Jenny eventually fully transforms into a werewolf and kills Ged, then attacks Adrian, but Joe kills her, saving Adrian. Eventually the fuel line begins leaking again and the train stops once more, allowing the werewolves to catch up and board the train. Adrian traps Joe and Ellen to cover his own escape, leaving them to die. Billy arrives and tries to fight off the werewolves with a makeshift torch, but is killed, and Joe and Ellen flee into the forest pursued by the pack. Realizing they will not make it, Joe stays behind to buy Ellen time, and although he fights bravely, he is overwhelmed and bitten while Ellen safely makes it to the Eastborough station on foot. Shortly after, Adrian, who has been stumbling through the woods, is found by the pack and attacked and killed by the newly transformed Joe.

==Cast==
- Ed Speleers as Joe, the train guard
- Holly Weston as Ellen, the tea-trolley worker
- Sean Pertwee as Train Driver Tony
- Shauna Macdonald as Kate, a divorced mom, frazzled and having a rough evening.
- Elliot Cowan as Adrian, confident businessman with few morals.
- Amit Shah as Matthew, a passenger engrossed in a novel.
- Sam Gittins as Billy, an engineering student.
- Rosie Day as Nina, an inconsiderate train passenger.
- Duncan Preston as Ged, a senior citizen who is married to Jenny.
- Ania Marson as Jenny, a senior citizen who is married to Ged.
- Calvin Dean as Paul, a drunken football yob
- Brett Goldstein as David, Joe's new Supervisor
- Ryan Oliva as Scar Werewolf
- Robert Nairne as Hunchback Werewolf
- Ross Mullan as Blonde Werewolf

==Production==
Howl was directed by Paul Hyett, previously known for his effects collaborations with fellow British horror film director Neil Marshall.

==Release==
The film had no theatrical release but was shown at several international film festivals before its release on home video. Howl premiered at Fantasy Filmfest, which was held in Germany on 5 August 2015. It was subsequently shown at FrightFest in the United Kingdom on 31 August, and Popcorn Frights Film Festival in the United States on 3 October.
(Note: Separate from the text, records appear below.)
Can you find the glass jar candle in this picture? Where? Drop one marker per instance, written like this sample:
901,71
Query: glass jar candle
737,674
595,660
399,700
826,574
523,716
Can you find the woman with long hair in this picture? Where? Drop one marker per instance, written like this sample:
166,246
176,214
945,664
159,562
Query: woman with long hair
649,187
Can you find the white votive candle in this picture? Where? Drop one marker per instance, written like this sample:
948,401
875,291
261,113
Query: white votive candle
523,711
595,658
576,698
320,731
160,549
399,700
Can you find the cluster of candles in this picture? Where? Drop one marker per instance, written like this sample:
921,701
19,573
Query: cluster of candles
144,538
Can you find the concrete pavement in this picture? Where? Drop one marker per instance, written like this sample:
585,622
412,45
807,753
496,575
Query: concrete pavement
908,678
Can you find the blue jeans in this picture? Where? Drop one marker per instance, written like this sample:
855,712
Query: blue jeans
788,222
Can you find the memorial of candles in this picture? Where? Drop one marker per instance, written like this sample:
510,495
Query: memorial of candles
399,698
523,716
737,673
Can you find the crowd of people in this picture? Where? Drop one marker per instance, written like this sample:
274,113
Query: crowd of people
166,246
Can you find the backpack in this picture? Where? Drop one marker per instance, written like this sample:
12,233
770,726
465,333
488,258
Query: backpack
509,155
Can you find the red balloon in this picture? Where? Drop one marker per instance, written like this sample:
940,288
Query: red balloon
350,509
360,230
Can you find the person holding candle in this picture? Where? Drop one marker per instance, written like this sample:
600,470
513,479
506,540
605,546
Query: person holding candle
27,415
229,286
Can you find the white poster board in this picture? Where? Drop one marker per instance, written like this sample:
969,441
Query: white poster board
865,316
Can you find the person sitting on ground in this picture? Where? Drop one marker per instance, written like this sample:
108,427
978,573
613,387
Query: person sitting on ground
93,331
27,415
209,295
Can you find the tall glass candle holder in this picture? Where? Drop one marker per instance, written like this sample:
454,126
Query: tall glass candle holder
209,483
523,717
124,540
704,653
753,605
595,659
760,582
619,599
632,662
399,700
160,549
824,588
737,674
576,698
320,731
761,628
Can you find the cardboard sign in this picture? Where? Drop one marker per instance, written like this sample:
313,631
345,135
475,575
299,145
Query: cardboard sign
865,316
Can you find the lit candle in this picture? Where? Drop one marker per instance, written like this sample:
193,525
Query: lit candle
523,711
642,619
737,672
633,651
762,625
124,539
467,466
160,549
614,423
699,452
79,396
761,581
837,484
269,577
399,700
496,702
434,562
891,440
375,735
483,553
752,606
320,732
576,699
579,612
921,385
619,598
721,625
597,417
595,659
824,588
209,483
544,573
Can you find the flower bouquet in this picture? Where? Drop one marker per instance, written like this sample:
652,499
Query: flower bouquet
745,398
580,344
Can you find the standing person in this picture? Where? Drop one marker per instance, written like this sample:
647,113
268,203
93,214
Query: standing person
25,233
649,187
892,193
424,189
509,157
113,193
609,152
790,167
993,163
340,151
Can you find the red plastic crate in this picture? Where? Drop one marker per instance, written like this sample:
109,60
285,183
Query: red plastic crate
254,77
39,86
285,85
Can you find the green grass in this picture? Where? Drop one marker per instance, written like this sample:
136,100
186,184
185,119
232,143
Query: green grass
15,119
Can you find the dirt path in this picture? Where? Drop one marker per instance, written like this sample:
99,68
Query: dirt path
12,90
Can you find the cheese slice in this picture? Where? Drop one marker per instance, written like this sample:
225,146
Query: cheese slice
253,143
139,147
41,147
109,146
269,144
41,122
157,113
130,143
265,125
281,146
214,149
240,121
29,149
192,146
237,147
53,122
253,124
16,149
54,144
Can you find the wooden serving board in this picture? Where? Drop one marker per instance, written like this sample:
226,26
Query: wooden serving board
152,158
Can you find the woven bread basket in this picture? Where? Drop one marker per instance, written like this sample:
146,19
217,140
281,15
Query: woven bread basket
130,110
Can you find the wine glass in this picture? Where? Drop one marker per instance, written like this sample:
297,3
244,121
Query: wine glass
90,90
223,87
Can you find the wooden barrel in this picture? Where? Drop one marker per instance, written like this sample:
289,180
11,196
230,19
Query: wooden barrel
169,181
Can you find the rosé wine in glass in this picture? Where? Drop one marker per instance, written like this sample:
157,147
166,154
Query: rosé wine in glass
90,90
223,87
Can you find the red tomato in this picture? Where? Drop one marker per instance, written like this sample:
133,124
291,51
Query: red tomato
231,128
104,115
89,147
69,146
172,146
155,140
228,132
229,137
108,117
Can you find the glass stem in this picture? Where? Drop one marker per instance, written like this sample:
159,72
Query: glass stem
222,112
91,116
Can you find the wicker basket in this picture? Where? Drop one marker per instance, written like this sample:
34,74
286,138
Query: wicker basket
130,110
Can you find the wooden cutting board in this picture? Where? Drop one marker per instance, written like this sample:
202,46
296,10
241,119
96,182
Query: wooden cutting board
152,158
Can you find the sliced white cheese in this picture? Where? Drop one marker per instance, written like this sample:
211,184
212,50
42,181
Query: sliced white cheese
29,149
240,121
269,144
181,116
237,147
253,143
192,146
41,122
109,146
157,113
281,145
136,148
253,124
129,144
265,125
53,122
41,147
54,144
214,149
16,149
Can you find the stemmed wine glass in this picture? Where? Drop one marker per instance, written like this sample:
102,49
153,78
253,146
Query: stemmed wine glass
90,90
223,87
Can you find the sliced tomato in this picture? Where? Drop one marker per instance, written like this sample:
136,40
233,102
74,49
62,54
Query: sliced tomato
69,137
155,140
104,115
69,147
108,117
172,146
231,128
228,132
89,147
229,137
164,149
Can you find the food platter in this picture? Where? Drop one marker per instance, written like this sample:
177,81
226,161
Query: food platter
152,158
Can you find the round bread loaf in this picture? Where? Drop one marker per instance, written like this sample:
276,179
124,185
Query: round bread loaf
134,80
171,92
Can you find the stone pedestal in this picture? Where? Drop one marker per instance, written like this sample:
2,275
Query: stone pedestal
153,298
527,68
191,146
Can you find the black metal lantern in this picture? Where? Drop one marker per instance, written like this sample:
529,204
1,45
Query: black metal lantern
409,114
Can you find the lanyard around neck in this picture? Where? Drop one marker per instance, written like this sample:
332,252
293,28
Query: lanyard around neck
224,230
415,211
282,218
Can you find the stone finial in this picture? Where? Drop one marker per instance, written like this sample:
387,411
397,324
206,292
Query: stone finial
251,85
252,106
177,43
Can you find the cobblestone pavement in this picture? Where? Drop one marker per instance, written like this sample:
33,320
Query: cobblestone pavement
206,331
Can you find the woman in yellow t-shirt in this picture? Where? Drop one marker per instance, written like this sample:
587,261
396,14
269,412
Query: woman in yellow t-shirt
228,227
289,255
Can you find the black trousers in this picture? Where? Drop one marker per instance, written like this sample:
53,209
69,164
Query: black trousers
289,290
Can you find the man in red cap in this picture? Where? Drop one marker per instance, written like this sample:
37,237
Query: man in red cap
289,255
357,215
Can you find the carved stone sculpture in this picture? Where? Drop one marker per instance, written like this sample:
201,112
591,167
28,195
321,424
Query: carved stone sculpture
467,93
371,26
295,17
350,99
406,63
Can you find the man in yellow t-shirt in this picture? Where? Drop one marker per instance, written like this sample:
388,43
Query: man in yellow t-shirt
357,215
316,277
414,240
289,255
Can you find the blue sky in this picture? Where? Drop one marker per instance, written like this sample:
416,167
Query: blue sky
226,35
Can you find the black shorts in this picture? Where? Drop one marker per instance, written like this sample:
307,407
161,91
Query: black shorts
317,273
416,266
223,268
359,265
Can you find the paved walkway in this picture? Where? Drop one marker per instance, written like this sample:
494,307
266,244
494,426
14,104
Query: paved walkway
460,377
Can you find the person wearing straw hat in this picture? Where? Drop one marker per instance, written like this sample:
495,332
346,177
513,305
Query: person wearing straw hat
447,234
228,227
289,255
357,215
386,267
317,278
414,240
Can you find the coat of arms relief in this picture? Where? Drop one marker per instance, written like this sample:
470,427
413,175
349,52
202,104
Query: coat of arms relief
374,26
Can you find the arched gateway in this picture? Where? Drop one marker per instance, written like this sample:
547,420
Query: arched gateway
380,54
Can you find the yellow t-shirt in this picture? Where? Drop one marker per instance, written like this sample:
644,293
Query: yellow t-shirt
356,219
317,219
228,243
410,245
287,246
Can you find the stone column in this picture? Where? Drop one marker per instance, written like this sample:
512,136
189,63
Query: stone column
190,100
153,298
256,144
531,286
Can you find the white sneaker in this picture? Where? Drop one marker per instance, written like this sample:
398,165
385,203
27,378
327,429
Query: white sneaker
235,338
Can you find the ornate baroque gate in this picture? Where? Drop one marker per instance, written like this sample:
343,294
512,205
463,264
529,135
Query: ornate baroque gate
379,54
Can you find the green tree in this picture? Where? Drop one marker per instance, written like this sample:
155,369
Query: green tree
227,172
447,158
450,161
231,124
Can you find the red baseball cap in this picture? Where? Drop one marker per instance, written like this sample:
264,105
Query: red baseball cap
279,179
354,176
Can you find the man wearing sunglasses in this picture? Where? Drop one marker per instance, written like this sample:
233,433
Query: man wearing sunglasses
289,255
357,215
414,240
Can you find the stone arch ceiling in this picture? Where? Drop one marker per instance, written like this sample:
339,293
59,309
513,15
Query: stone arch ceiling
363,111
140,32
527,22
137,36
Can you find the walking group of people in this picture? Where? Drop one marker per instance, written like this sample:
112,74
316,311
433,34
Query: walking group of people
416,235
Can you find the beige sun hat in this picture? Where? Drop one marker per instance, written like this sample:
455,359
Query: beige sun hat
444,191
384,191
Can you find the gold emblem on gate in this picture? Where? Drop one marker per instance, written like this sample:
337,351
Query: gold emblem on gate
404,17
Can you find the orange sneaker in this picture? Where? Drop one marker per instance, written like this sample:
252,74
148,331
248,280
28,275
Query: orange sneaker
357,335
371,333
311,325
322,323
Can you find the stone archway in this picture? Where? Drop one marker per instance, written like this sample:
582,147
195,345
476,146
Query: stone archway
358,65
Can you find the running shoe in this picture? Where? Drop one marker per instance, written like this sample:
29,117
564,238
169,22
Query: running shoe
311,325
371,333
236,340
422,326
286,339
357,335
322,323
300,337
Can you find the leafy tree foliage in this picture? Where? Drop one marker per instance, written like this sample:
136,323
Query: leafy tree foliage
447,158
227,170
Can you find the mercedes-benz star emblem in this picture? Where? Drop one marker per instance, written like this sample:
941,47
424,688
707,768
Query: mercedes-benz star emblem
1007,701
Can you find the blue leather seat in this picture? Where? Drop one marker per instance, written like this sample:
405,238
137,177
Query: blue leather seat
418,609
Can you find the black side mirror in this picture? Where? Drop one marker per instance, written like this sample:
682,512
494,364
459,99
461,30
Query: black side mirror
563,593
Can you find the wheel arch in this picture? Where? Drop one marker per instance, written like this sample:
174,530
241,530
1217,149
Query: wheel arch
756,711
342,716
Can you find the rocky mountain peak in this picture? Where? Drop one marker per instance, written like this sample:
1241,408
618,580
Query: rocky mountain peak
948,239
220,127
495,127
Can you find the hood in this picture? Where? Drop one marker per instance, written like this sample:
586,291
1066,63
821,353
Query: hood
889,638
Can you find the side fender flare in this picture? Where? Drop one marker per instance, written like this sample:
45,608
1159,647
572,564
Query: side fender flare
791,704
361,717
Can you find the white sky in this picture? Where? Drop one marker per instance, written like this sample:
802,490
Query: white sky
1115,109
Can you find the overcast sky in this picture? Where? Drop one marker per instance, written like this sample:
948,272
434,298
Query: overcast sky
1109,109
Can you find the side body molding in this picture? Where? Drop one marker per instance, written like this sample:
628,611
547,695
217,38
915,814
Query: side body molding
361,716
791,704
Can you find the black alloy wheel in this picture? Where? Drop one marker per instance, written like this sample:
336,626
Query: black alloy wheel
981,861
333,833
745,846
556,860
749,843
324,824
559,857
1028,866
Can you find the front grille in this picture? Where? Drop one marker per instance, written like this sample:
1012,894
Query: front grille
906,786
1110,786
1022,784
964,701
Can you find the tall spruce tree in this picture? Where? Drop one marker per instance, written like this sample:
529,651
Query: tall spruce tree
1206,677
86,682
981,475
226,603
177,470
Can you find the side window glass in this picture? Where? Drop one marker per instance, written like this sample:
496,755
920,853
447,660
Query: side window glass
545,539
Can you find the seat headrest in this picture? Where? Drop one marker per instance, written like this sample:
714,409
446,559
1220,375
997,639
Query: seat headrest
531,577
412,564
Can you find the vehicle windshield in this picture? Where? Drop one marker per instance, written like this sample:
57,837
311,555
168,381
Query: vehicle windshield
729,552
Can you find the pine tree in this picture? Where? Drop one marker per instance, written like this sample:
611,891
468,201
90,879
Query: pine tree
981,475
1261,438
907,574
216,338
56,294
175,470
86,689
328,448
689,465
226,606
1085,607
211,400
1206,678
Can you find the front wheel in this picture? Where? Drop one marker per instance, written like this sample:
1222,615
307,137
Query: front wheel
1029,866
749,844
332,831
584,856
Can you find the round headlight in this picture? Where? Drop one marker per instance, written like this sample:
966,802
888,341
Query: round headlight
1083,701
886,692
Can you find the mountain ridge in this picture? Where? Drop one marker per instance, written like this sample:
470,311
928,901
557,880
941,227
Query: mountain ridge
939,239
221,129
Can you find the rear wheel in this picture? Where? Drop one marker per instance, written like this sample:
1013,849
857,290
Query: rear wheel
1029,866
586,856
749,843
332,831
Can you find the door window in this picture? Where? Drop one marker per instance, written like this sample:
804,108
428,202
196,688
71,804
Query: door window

The DVD was released on 26 October.

==Reception==
The film has a 63% rating on Rotten Tomatoes based on 16 reviews.

Kate Muir of The Times negatively likened the film to Snakes on a Plane, giving it two out of five stars and calling the werewolves unconvincing.

Luiz H. C., one of the critics of horror film magazine and website Bloody Disgusting, rated it three-and-a-half out of five stars and, although he criticized the use of CGI, said that it was unexpectedly entertaining. Pat Torfe, also of Bloody Disgusting, gave the film four out of five stars and said that it was the best werewolf film since Dog Soldiers, though it plays it safer than that film.

Kim Newman of Empire gave the film three out of five stars and said that it is "an unashamed B-movie, but fun". Mark Kermode of The Observer wrote, "Engagingly sympathetic portrayals of stoical working women and harassed railway guards keep us on side as the action rattles through familiar generic junctions." Hannah McGill of The List wrote, "The black humour hits home without breaking the tension, while the gore – as one might expect given Hyett's background in makeup effects – is grimly convincing." Garry McConnachie of The Daily Record criticized what he felt were annoying characters and a failed opportunity to make use of a confined setting. However, called Howl "thoroughly entertaining" and praised Hyett's direction and Speleers's acting.

Mark McConnell of paranormal magazine Fortean Times gave the movie 8 out of 10, saying: "The film's climax made me wonder if it wasn't the director's exploration of interpersonal relationships between men and women that made me want to watch it a second time. Hats off to Hyett, who has taken the mundane British Rail journey and turned it into a feast of bloody horror."